# So I wrote a letter to my wife.



## Carefulthoughts (Jan 21, 2010)

Have not yet been married two years and the relationship has changed so much and there is a lot of hurt. Basically I have been lied to about a sexual relationship before me that her best friend disowned her for which was when I came around. Not to say what she did with him matters to me but the fact she lied about it. At one point I felt so neglected I thought about having an affair and before doing so I told her about my thoughts. Just because I was getting to a point of my soul tearing apart. This happened over half a year ago. I found out two nights ago she went snooping on my computer after I told her my thoughts. So now I have been lied to , she has no faith in me , and I am still neglected. I work fulltime and go to school fulltime. I do all this for a hopeful better future for us which was a part of our vision. I enjoy going out but any time I'm not exhausted she doesn't feel like it. She is still holding resentment towards my confession about thinking about having an affair and even says she was ready to leave me thr night I admitted it. I really need some advice/help. Wife isn't sure she wants to be married or to me anymore. Not sure she wants an us. 
I wrote her a note on how I felt pretty much when we started dating up until now. Heck I even broke down talking to her mom today who btw loves me as if I was her own. She knew nothing about the current events (i.e. wife didn't go to her mom for advice). I know I have my faults and I can admit them and whole heartedly say I'm working on them. But what if my faults are my defense mechanism to what all is going on in our relationship. In my letter I told her I needed to know she was on board with working our problems out. But I feel so hurt that at one point today I wondered if she changed the locks or packed up and left due to her having the day off. Anywho need some advice.


----------



## turnera (Jan 22, 2010)

Calm down and breathe deep. No matter what happens, you'll survive. Does she work?


----------



## Carefulthoughts (Jan 21, 2010)

Yes she does.


----------



## turnera (Jan 22, 2010)

Why do you feel neglected? Does she pay attention to you or does she still go out like a single person? Explain your marriage better. I don't see why a lie is a reason for the marriage to end.


----------



## DawnD (Sep 23, 2009)

I am not getting why her not being forthcoming about a relationship BEFORE she was with you even matters. My H doesn't have a name by name list of who I had slept with before him and what was done. I don't have one from him either. Don't really see any point in it. 

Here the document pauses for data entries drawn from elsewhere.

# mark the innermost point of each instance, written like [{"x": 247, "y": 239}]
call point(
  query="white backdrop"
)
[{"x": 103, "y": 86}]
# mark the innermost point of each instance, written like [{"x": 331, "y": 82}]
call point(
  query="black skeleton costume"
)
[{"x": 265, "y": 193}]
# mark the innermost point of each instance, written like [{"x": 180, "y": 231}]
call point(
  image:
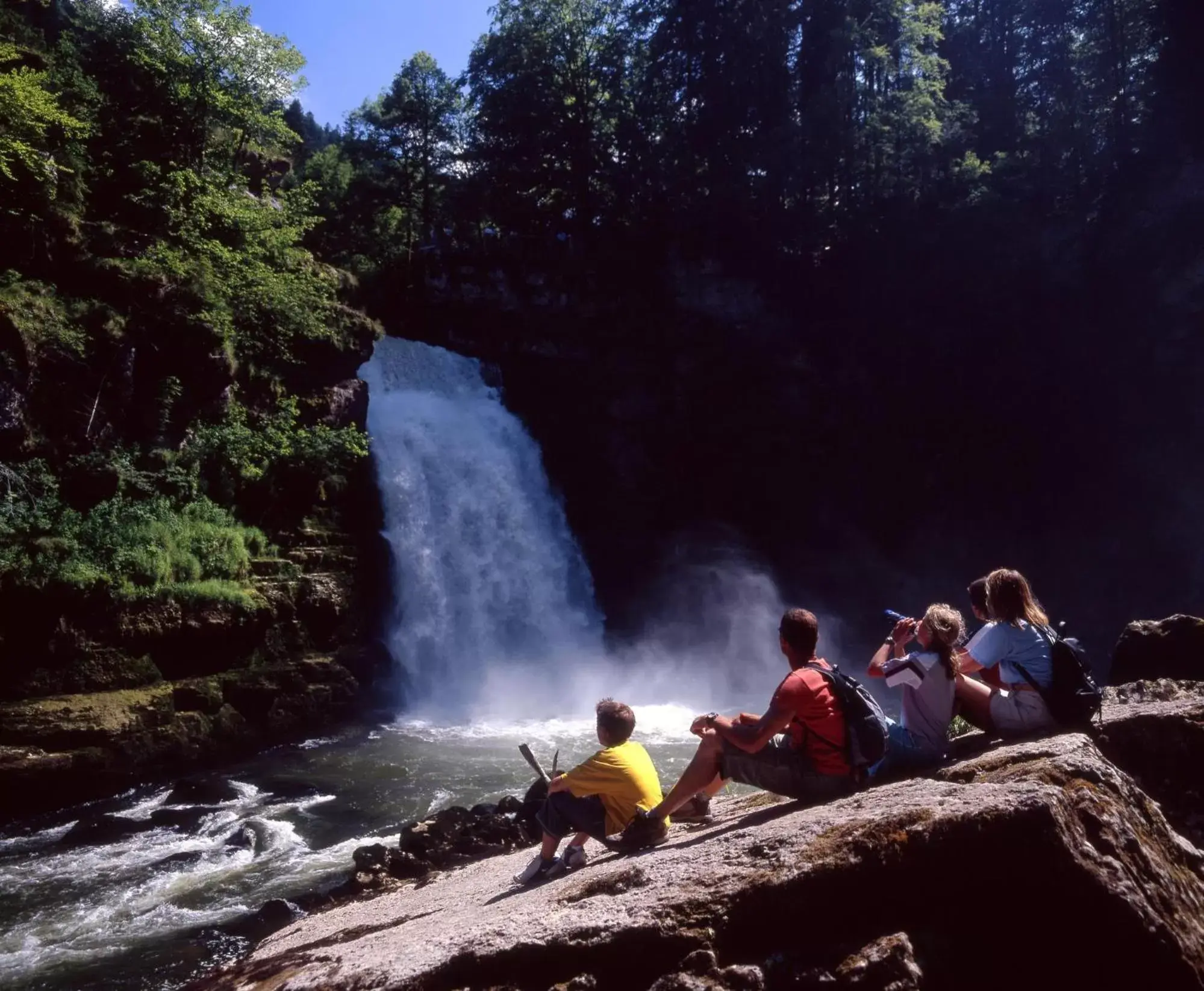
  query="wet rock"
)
[
  {"x": 199, "y": 695},
  {"x": 510, "y": 806},
  {"x": 1101, "y": 869},
  {"x": 99, "y": 830},
  {"x": 201, "y": 792},
  {"x": 243, "y": 839},
  {"x": 187, "y": 819},
  {"x": 288, "y": 789},
  {"x": 701, "y": 963},
  {"x": 1155, "y": 732},
  {"x": 406, "y": 866},
  {"x": 366, "y": 858},
  {"x": 276, "y": 915},
  {"x": 1166, "y": 648},
  {"x": 272, "y": 917},
  {"x": 187, "y": 859},
  {"x": 346, "y": 404},
  {"x": 885, "y": 965},
  {"x": 323, "y": 604},
  {"x": 449, "y": 822}
]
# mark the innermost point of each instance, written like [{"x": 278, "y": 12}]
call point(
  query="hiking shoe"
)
[
  {"x": 696, "y": 810},
  {"x": 537, "y": 870},
  {"x": 643, "y": 831}
]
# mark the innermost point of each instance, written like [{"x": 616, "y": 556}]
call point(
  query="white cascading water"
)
[{"x": 487, "y": 574}]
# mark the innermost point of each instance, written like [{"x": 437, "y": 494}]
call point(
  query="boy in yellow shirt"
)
[{"x": 599, "y": 798}]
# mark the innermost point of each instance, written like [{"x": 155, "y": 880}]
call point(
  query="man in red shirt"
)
[{"x": 796, "y": 750}]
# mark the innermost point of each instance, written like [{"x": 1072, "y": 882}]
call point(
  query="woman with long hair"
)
[
  {"x": 1014, "y": 644},
  {"x": 926, "y": 679}
]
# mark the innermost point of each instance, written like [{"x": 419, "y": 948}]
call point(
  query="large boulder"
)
[
  {"x": 1155, "y": 730},
  {"x": 1160, "y": 648},
  {"x": 1048, "y": 837}
]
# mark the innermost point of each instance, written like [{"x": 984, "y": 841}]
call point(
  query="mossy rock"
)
[
  {"x": 198, "y": 695},
  {"x": 104, "y": 670}
]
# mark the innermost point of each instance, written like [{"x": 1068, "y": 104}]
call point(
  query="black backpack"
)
[
  {"x": 1073, "y": 697},
  {"x": 865, "y": 727}
]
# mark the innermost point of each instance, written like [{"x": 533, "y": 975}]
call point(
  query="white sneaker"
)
[{"x": 537, "y": 869}]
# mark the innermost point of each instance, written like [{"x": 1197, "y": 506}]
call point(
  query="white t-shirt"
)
[{"x": 928, "y": 698}]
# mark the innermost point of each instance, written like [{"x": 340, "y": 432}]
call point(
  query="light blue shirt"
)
[{"x": 1001, "y": 644}]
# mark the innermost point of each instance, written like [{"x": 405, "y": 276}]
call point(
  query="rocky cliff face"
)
[
  {"x": 1037, "y": 865},
  {"x": 158, "y": 689}
]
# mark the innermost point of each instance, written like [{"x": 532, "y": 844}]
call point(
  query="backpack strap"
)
[{"x": 830, "y": 677}]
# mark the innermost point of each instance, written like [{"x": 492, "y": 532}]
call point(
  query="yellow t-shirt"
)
[{"x": 623, "y": 777}]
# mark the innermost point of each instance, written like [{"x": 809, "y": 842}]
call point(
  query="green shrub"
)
[
  {"x": 271, "y": 467},
  {"x": 125, "y": 545}
]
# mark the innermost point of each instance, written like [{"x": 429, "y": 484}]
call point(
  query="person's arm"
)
[
  {"x": 753, "y": 736},
  {"x": 985, "y": 651},
  {"x": 895, "y": 646},
  {"x": 966, "y": 663}
]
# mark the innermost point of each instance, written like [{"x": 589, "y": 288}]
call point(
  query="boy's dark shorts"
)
[
  {"x": 781, "y": 769},
  {"x": 564, "y": 815}
]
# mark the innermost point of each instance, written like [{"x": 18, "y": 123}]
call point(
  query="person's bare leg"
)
[
  {"x": 702, "y": 774},
  {"x": 549, "y": 846},
  {"x": 976, "y": 699}
]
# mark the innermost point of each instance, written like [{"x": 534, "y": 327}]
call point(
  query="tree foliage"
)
[{"x": 157, "y": 296}]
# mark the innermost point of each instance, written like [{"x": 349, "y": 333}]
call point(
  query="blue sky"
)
[{"x": 354, "y": 48}]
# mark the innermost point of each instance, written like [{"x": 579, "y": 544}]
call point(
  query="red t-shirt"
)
[{"x": 818, "y": 727}]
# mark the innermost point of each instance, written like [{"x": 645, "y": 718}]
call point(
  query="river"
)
[{"x": 496, "y": 641}]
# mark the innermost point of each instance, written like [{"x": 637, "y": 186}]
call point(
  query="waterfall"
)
[{"x": 485, "y": 571}]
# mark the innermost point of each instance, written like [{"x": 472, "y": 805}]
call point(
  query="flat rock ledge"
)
[{"x": 1035, "y": 865}]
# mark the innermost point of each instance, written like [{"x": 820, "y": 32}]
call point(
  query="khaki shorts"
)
[
  {"x": 1019, "y": 713},
  {"x": 781, "y": 769}
]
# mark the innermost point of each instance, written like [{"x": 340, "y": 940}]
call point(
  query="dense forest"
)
[{"x": 948, "y": 258}]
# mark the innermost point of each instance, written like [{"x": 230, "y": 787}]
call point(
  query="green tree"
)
[
  {"x": 31, "y": 122},
  {"x": 551, "y": 92}
]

Of course if you told her you were thinking about having an affair she is going to get on the computer and check things out. In her mind she probably wanted to see if you already had or if you had gotten on some sights to start the process. Its never okay to go out and cheat, so a better admission would have been to tell her you want therapy or that you aren't happy and want to talk about options. Not to flat out come out with "hey I thought about cheating". 

Sit down, talk about therapy and talk about wants and needs from each other. I can totally see why she would have no faith in you after this, and that is something that will have to be worked on together. Best of luck.


----------



## Carefulthoughts (Jan 21, 2010)

DawnD said:


> I am not getting why her not being forthcoming about a relationship BEFORE she was with you even matters. My H doesn't have a name by name list of who I had slept with before him and what was done. I don't have one from him either. Don't really see any point in it.
> 
> Of course if you told her you were thinking about having an affair she is going to get on the computer and check things out. In her mind she probably wanted to see if you already had or if you had gotten on some sights to start the process. Its never okay to go out and cheat, so a better admission would have been to tell her you want therapy or that you aren't happy and want to talk about options. Not to flat out come out with "hey I thought about cheating".
> 
> Sit down, talk about therapy and talk about wants and needs from each other. I can totally see why she would have no faith in you after this, and that is something that will have to be worked on together. Best of luck.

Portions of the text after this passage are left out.